Side impact air bags can be a problem on patrol cars. Sometimes the prisoner cage gets in the way. Ford says that won't happen on the NGPI. Also, Ford believes that the side curtain air bags in some cars don't deploy fast enough for police operations, so the company has developed a side impact pressure sensor that according to Ford safety engineer Stephen Kozak triggers the air bags 30 to 40 percent faster than conventional systems.

That air bag pressure sensor reveals the level of detail and forethought that Ford has given to the safety features of the NGPI. Ford engineers were concerned that gun shots into the side panel might trigger the air bags and trap the officer during a gun fight. So the company set up a car on a firing range and asked the members of a police tactical unit to whale on it with everything in their arsenal, including full-auto MP5s and ARs and 12-gauge slugs. The engineers then took the pressure data from the impacts of each of those rounds and used it to calibrate the sensors. That job was much easier said than done according to Kozak, who said the pressure wave from the 12-gauge slugs was very similar to a vehicle impact.

Like the civilian Taurus, the NGPI offers two different drive trains: front-wheel drive and all-wheel drive. It also is available in two different engine configurations: a base 3.5-liter power plant and a 3.5-liter twin-turbocharged engine with direct injection. Both engines are relatively small but Ford says the base power plant offers better performance than the 4.6-liter V-8 Crown Vic. As for the twin turbo EcoBoost engine, it generates 365 horsepower, 115 more stallions than the V-8 Crown Vic. The EcoBoost runs on regular unleaded, but Corey Weaver, Ford EcoBoost engine engineer, said it gets better performance on premium. Weaver estimates that both engines will get 28 percent better gas mileage than the current Crown Vic. EPA ratings are not yet available.

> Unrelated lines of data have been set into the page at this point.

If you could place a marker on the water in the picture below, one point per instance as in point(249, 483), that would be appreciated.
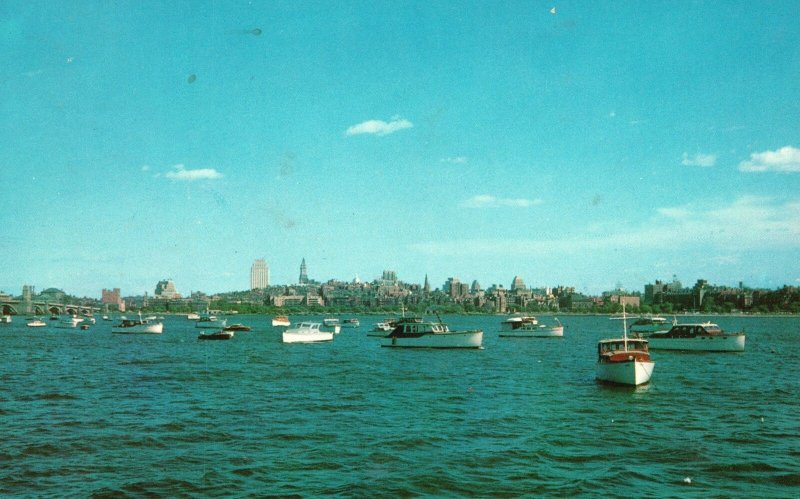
point(91, 413)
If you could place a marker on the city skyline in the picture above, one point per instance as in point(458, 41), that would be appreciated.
point(615, 142)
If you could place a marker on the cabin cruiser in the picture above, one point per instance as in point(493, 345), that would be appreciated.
point(413, 332)
point(209, 321)
point(529, 327)
point(138, 326)
point(281, 321)
point(70, 322)
point(705, 337)
point(624, 361)
point(306, 332)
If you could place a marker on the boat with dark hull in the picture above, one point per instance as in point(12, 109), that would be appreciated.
point(702, 337)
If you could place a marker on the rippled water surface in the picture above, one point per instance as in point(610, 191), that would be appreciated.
point(92, 413)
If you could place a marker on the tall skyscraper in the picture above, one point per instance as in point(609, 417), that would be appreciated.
point(303, 272)
point(259, 275)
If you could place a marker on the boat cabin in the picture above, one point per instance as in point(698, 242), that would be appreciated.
point(611, 347)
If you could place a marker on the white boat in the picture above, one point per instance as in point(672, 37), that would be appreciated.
point(529, 327)
point(70, 322)
point(331, 324)
point(281, 321)
point(703, 337)
point(412, 332)
point(138, 326)
point(306, 332)
point(645, 326)
point(625, 361)
point(36, 322)
point(517, 321)
point(208, 321)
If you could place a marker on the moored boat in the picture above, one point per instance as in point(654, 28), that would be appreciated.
point(306, 332)
point(210, 321)
point(237, 327)
point(281, 321)
point(138, 326)
point(702, 337)
point(645, 326)
point(529, 327)
point(219, 335)
point(624, 361)
point(413, 332)
point(70, 322)
point(331, 324)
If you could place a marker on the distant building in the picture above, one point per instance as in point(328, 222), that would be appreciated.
point(303, 273)
point(259, 275)
point(165, 290)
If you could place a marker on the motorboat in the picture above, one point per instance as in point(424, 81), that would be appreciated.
point(70, 322)
point(138, 326)
point(705, 337)
point(306, 332)
point(624, 361)
point(645, 326)
point(529, 327)
point(413, 332)
point(219, 335)
point(281, 321)
point(331, 324)
point(36, 322)
point(210, 321)
point(518, 321)
point(237, 327)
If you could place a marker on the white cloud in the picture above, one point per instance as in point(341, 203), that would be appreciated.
point(455, 160)
point(785, 160)
point(699, 159)
point(749, 223)
point(179, 172)
point(379, 127)
point(488, 201)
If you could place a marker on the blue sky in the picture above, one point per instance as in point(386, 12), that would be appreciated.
point(596, 144)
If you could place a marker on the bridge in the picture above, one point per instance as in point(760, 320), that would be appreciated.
point(20, 307)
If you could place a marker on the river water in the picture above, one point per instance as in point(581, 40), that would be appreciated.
point(92, 413)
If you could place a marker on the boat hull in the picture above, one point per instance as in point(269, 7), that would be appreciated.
point(710, 343)
point(450, 339)
point(301, 337)
point(633, 372)
point(535, 332)
point(156, 328)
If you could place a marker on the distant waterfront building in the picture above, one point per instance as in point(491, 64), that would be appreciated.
point(517, 284)
point(165, 290)
point(303, 273)
point(113, 297)
point(259, 275)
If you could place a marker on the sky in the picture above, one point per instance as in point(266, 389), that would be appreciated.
point(586, 144)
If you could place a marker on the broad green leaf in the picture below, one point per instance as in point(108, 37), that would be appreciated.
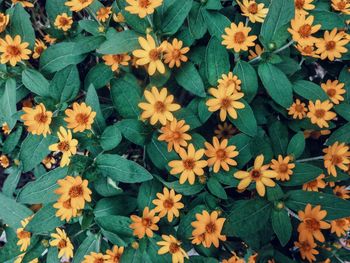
point(276, 83)
point(121, 169)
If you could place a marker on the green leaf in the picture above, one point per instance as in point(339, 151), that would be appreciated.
point(110, 138)
point(279, 15)
point(121, 169)
point(175, 16)
point(188, 77)
point(296, 145)
point(247, 74)
point(276, 83)
point(34, 149)
point(336, 207)
point(35, 82)
point(11, 212)
point(302, 173)
point(126, 95)
point(45, 220)
point(281, 225)
point(99, 76)
point(119, 42)
point(216, 61)
point(20, 24)
point(245, 121)
point(309, 90)
point(41, 191)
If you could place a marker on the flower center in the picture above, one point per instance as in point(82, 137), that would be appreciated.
point(173, 248)
point(188, 164)
point(13, 50)
point(330, 45)
point(168, 203)
point(320, 113)
point(144, 3)
point(305, 31)
point(63, 146)
point(210, 228)
point(253, 8)
point(312, 224)
point(299, 4)
point(76, 191)
point(239, 37)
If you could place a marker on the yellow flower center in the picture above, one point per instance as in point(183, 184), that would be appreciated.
point(305, 31)
point(239, 37)
point(76, 191)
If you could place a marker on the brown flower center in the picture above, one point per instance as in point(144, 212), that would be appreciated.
point(253, 8)
point(239, 37)
point(330, 45)
point(188, 164)
point(305, 31)
point(76, 191)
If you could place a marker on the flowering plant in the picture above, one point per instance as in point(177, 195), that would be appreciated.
point(174, 131)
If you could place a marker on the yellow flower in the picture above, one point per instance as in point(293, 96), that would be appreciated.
point(114, 61)
point(94, 257)
point(159, 106)
point(67, 146)
point(74, 189)
point(13, 50)
point(332, 44)
point(114, 255)
point(220, 154)
point(225, 131)
point(142, 7)
point(37, 120)
point(146, 224)
point(23, 3)
point(302, 30)
point(64, 22)
point(208, 227)
point(225, 100)
point(80, 118)
point(78, 5)
point(103, 13)
point(257, 52)
point(334, 90)
point(303, 6)
point(260, 174)
point(65, 210)
point(341, 6)
point(340, 226)
point(23, 236)
point(315, 184)
point(230, 80)
point(4, 20)
point(336, 155)
point(297, 110)
point(319, 113)
point(4, 161)
point(171, 245)
point(254, 11)
point(63, 243)
point(237, 37)
point(311, 224)
point(149, 55)
point(48, 161)
point(39, 48)
point(174, 133)
point(175, 53)
point(282, 167)
point(307, 250)
point(168, 203)
point(190, 164)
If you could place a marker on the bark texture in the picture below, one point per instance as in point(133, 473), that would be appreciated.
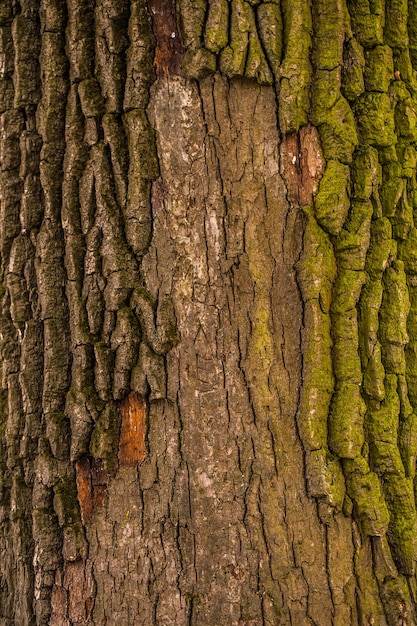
point(208, 312)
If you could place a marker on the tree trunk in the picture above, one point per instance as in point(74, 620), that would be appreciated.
point(208, 320)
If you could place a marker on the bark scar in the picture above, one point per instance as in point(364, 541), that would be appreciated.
point(92, 479)
point(132, 447)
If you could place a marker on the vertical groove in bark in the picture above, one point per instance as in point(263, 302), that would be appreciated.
point(262, 470)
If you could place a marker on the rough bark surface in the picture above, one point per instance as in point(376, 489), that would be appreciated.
point(208, 312)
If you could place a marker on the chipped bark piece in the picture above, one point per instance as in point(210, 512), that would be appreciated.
point(132, 448)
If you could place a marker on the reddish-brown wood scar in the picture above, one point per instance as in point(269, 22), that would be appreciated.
point(132, 448)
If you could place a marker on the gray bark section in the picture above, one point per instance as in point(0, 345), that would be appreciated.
point(164, 270)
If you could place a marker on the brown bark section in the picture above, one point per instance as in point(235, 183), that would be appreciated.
point(132, 447)
point(92, 480)
point(155, 466)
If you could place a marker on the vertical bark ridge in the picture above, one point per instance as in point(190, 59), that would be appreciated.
point(266, 487)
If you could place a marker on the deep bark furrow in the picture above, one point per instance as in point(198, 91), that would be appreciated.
point(208, 337)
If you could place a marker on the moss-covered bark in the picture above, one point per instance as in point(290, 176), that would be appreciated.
point(208, 304)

In addition to all of the law enforcement specialty features that come standard on the NGPI, it will also be available with many of the luxury options from the civilian Taurus, including backup cameras, Ford's Blind Spot Information System, and voice control through the Sync system.

Overall the NGPI received rave reviews from the dozens of fleet managers gathered in Las Vegas for the unveiling. Some expressed concern about the vehicle because it is front-wheel drive, but Wyatt Earp, fleet director of the Marion County (Fla.) Sheriff's Office, dismissed such concerns. "The problem with front-wheel drive is that we're not trained for it," he said. "Once we've trained with it and used it, it will be OK."

Other officers had no concerns about the car. Lt. Keith Wilson of the Michigan State Police oversees the department's annual evaluation of police vehicles and he worked with Ford for two years on the company's Police Advisory Board during development of the NGPI. He is very satisfied with the final product. "No changes are needed on this design," Wilson said. "Ford is really moving forward into the future with this car and taking advantage of new technology."

Ford said the complete list of standard features and options has not been finalized. Pricing for the NGPI is expected to be comparable to the Crown Vic Police Interceptor. Production is scheduled to begin in 2011.